3. Specificity of Table 1
Researchers will likely refer to this review paper by searching Google Scholar or PubMed with keywords such as "colorectal cancer metastasis." Table 1 will be heavily referenced, but the legend and related explanations for Table 1 are very inadequate. Simply reading the legend should provide an understanding of the meaning of each column and point in the table. Additionally, treatment strategies (such as, drug selection) should be presented when each result is obtained in clinical practice.

4. Lack of Specificity in Table 2 and Future Research Directions
I am conducting research on colorectal cancer metastasis. I was hoping to gain insights related to my research direction, but this review paper is disappointing. It does not provide any clinical applicability or innovative approaches. Specifically, I printed out 16 pages of paper to review this review and read it meticulously for an hour and a half, but I GAINED NO INSIGHT into its clinical applicability. 

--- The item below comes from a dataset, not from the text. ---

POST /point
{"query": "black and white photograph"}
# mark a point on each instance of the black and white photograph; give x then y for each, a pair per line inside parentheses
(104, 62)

5. This review is strong in that it summarizes the clinical value of repeat testing in metastatic colorectal cancer, and it also addresses factors related to heterogeneity and treatment resistance, such as RAS, BRAF, and HER2. However, the description is shallow and lacks a clear description of its CLINICAL APPLICABILITY.

6. Recently, generative AI, such as ChatGPT, has emerged, enabling immediate clinical insights into metastatic colorectal cancer. However, the question remains: Will this paper truly be useful in clinical practice?

Author Response

Please see the attachment.

Author Response File: Author Response.docx

Round 2

Reviewer 2 Report

Comments and Suggestions for Authors

Reviewer:

Recommendation: This manuscript is publishable as it is. 

Comments:

The authors have made significant corrections at appropriate parts of the manuscript. I really appreciate their efforts. I hope it will be published in its current form. 

Comments for author File: Comments.pdf

Reviewer 3 Report

Comments and Suggestions for Authors

The authors replied successfully to all my comments.